Plus, the more you support these small sites, the better they’ll become. In fact, try this: Next time you visit a creaky local news site, consider subscribing — so they get real, consistent money — and sending an email saying that you support them and that you would be much more inclined to be a repeat visitor if they took pains to improve their user interface. It won’t happen quickly, and it might not happen at all, but it stands a 0% chance of happening without your support.
So ask your friends what niche websites they visit, google (or DuckDuckGo!) what local news sites your city has to offer and try supporting them. The more you visit, the better they’ll get. The big sites are going to be fine, too; I love all my friends working at big companies, and I support the work those big companies do (most of the time!).
But you can enjoy a Starbucks’ Nitro Brew on occasion and still patronize your local coffee shop 99% of the time. And you know what happens then? When you take time to intentionally support small websites? The big guys and the little guys can make a living. And who doesn’t want that?
Some good readin’
— The New York Times’ Ben Smith writes about the new media trend of “monetizing individuality.” Yes, reader, I shuddered too.
— Jessica Lessin, editor-in-chief of The Information, has launched a “summer school” for early-career journalists, which will feature lectures from a who’s who of the media world.
— More cops and Karens are killing or threatening black people.

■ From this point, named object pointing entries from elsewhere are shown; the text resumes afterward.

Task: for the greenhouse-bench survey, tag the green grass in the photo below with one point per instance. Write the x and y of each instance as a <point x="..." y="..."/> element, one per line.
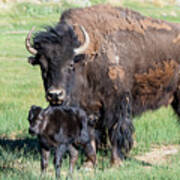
<point x="21" y="86"/>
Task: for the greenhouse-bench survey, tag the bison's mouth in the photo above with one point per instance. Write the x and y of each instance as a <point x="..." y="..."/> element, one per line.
<point x="56" y="103"/>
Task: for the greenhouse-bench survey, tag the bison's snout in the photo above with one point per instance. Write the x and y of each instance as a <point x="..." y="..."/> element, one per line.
<point x="32" y="131"/>
<point x="56" y="96"/>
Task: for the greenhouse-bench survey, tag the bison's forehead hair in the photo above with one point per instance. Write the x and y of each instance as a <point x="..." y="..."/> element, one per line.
<point x="58" y="34"/>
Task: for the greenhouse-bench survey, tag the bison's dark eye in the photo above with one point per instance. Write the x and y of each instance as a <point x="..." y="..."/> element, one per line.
<point x="32" y="60"/>
<point x="71" y="66"/>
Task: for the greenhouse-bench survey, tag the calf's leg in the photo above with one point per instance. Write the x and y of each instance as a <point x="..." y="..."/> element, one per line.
<point x="73" y="157"/>
<point x="44" y="159"/>
<point x="59" y="152"/>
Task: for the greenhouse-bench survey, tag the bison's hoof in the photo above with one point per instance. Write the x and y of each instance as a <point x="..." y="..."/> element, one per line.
<point x="116" y="163"/>
<point x="88" y="166"/>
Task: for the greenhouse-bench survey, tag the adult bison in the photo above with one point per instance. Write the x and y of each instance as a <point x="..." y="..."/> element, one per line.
<point x="112" y="62"/>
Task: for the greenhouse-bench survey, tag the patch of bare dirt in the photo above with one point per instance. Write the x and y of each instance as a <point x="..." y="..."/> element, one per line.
<point x="159" y="154"/>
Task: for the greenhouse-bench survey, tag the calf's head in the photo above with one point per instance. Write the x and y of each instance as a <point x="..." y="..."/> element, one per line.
<point x="36" y="120"/>
<point x="55" y="51"/>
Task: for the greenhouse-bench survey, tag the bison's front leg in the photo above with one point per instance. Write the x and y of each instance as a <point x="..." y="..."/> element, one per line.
<point x="44" y="159"/>
<point x="90" y="153"/>
<point x="60" y="150"/>
<point x="73" y="158"/>
<point x="121" y="131"/>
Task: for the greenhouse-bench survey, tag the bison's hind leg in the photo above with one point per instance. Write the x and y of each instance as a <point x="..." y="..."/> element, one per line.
<point x="176" y="103"/>
<point x="121" y="133"/>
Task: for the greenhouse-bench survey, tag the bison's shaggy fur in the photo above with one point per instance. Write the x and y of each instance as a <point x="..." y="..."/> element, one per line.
<point x="131" y="65"/>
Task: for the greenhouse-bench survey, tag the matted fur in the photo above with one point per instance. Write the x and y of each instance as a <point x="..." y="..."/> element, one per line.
<point x="156" y="87"/>
<point x="102" y="20"/>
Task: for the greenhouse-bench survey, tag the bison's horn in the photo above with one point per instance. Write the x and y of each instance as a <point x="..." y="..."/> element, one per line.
<point x="82" y="48"/>
<point x="28" y="44"/>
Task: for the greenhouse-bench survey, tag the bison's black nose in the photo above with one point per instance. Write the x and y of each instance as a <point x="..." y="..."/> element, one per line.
<point x="31" y="131"/>
<point x="56" y="96"/>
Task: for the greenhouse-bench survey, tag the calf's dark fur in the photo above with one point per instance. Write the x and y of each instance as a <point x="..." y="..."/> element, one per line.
<point x="62" y="128"/>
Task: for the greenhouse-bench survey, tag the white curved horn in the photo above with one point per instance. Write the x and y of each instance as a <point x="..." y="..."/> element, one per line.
<point x="28" y="43"/>
<point x="82" y="48"/>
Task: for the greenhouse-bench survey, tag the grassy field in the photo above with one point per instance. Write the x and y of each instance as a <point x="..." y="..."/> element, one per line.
<point x="21" y="86"/>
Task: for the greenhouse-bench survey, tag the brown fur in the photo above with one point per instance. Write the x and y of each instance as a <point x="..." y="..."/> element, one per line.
<point x="155" y="87"/>
<point x="102" y="20"/>
<point x="126" y="68"/>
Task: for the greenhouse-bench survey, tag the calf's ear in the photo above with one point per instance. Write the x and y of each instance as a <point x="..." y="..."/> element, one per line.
<point x="32" y="61"/>
<point x="35" y="109"/>
<point x="79" y="58"/>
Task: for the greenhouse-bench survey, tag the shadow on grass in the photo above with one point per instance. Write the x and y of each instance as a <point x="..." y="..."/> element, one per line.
<point x="22" y="146"/>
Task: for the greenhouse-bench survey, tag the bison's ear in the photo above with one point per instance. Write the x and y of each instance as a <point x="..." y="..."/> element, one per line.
<point x="32" y="61"/>
<point x="35" y="109"/>
<point x="79" y="58"/>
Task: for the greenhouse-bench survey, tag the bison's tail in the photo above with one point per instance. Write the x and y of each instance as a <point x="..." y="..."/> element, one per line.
<point x="123" y="136"/>
<point x="123" y="129"/>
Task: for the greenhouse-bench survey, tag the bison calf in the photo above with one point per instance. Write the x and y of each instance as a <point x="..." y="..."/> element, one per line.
<point x="61" y="128"/>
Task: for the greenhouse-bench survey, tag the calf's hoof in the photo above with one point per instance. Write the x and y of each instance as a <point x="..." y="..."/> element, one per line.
<point x="116" y="162"/>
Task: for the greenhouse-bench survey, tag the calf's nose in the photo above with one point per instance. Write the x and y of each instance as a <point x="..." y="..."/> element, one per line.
<point x="56" y="95"/>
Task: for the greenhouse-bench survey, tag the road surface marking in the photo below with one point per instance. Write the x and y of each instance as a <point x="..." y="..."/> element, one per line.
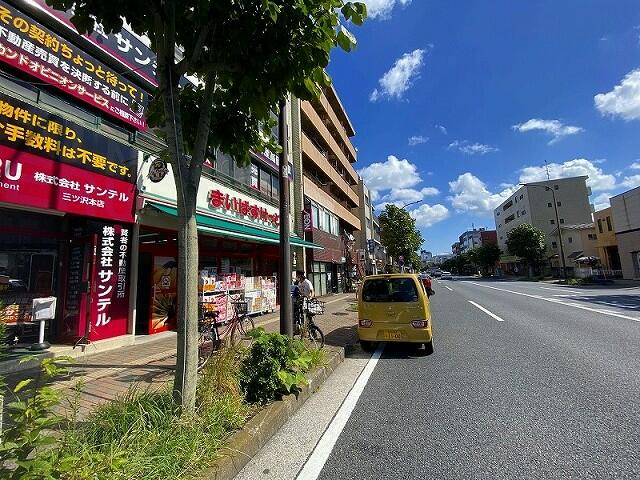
<point x="559" y="302"/>
<point x="493" y="315"/>
<point x="315" y="463"/>
<point x="560" y="289"/>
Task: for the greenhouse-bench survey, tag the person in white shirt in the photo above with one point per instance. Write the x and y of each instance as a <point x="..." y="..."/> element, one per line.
<point x="305" y="285"/>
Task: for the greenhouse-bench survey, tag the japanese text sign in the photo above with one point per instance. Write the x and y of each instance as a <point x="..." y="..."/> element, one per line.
<point x="30" y="129"/>
<point x="111" y="301"/>
<point x="36" y="50"/>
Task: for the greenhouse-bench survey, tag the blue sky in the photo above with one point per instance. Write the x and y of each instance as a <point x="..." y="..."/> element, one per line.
<point x="455" y="102"/>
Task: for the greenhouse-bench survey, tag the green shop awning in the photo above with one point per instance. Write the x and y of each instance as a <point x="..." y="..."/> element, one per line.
<point x="223" y="228"/>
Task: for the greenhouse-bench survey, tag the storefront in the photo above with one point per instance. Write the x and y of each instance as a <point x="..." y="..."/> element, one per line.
<point x="67" y="198"/>
<point x="238" y="245"/>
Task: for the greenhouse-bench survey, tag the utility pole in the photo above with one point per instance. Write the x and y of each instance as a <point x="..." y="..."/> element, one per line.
<point x="284" y="270"/>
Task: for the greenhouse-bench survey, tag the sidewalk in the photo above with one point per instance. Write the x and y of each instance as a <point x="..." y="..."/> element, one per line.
<point x="150" y="364"/>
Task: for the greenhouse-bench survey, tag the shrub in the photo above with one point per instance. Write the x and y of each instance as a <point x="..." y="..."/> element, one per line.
<point x="275" y="366"/>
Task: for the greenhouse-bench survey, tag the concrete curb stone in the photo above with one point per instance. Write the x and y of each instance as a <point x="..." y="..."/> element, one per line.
<point x="244" y="444"/>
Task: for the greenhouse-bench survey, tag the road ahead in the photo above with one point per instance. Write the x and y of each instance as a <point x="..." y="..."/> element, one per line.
<point x="528" y="381"/>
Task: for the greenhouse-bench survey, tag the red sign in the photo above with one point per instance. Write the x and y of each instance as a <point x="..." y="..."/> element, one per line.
<point x="38" y="51"/>
<point x="31" y="180"/>
<point x="217" y="199"/>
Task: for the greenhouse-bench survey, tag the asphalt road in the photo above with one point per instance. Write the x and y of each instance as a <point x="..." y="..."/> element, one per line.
<point x="533" y="381"/>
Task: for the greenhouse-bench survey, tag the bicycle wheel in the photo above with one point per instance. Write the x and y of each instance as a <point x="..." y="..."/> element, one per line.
<point x="205" y="349"/>
<point x="246" y="324"/>
<point x="316" y="337"/>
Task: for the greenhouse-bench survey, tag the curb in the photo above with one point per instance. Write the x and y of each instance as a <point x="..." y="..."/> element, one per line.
<point x="244" y="444"/>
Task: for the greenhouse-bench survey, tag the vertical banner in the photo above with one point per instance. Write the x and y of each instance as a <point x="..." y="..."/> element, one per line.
<point x="110" y="306"/>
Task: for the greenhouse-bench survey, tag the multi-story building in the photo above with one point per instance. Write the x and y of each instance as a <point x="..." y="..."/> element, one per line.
<point x="533" y="204"/>
<point x="625" y="213"/>
<point x="322" y="135"/>
<point x="606" y="242"/>
<point x="365" y="242"/>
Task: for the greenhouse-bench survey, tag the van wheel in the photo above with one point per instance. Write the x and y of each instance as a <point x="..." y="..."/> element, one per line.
<point x="428" y="348"/>
<point x="367" y="346"/>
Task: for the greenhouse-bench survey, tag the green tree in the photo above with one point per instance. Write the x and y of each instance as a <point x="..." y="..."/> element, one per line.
<point x="527" y="242"/>
<point x="247" y="55"/>
<point x="399" y="235"/>
<point x="486" y="256"/>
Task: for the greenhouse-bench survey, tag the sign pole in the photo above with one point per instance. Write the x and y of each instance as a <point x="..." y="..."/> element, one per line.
<point x="284" y="270"/>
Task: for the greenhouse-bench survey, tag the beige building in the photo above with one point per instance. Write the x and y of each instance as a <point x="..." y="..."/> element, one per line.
<point x="322" y="144"/>
<point x="534" y="204"/>
<point x="579" y="241"/>
<point x="625" y="214"/>
<point x="606" y="243"/>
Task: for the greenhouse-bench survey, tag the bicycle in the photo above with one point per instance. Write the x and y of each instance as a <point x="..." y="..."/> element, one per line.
<point x="305" y="310"/>
<point x="213" y="333"/>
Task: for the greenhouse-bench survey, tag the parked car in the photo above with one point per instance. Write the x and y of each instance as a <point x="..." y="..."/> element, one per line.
<point x="394" y="308"/>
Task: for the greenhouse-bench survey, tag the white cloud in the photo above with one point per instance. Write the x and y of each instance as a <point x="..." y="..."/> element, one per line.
<point x="601" y="201"/>
<point x="598" y="180"/>
<point x="472" y="148"/>
<point x="623" y="100"/>
<point x="393" y="173"/>
<point x="381" y="9"/>
<point x="400" y="77"/>
<point x="428" y="215"/>
<point x="555" y="128"/>
<point x="631" y="182"/>
<point x="417" y="140"/>
<point x="470" y="194"/>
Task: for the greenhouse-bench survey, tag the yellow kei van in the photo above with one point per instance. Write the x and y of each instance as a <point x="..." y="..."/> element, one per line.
<point x="394" y="308"/>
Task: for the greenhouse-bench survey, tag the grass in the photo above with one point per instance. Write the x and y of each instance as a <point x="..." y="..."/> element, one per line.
<point x="141" y="435"/>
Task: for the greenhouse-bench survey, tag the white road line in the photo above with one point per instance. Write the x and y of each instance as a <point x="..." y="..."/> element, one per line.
<point x="492" y="315"/>
<point x="315" y="463"/>
<point x="559" y="302"/>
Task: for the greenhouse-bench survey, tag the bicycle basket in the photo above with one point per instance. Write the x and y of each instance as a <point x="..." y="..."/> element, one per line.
<point x="315" y="307"/>
<point x="240" y="308"/>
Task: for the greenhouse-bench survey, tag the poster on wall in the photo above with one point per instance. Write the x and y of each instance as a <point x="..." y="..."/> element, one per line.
<point x="164" y="294"/>
<point x="48" y="162"/>
<point x="110" y="302"/>
<point x="34" y="49"/>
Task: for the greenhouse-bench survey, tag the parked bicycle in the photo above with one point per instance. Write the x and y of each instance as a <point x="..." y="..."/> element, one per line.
<point x="305" y="309"/>
<point x="214" y="332"/>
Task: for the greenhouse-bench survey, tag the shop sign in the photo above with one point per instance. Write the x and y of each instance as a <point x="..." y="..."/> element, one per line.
<point x="27" y="128"/>
<point x="28" y="46"/>
<point x="230" y="203"/>
<point x="307" y="220"/>
<point x="111" y="300"/>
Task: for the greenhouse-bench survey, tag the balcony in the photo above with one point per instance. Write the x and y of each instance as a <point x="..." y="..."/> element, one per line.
<point x="334" y="149"/>
<point x="321" y="161"/>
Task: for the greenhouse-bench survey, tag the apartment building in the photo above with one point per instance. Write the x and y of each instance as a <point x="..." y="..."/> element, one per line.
<point x="606" y="242"/>
<point x="533" y="203"/>
<point x="322" y="144"/>
<point x="625" y="215"/>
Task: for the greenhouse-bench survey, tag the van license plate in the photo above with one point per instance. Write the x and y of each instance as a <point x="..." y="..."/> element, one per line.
<point x="391" y="335"/>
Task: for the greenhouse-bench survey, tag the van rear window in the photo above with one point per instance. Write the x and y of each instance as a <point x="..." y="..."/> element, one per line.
<point x="390" y="290"/>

Please don’t read my newsletter if you are racist! I’m sharing these links to get people informed and then hopefully upset enough to do something helpful.
— For all my Alison Roman fans, who else calls B.S. on her virtue-signaling books-to-read photo? And she’s starting a newsletter? Who would do such an insane thing.
— The Seattle Times newsroom is unionizing! We here at Medialyte love a good union.
— The Vice editor-in-chief resigned after last week’s bloodletting.
— And for fun, I recently reread one of my favorite New Yorker articles of all time. It’s very long, and it’s about the earthworks artist Michael Heizer.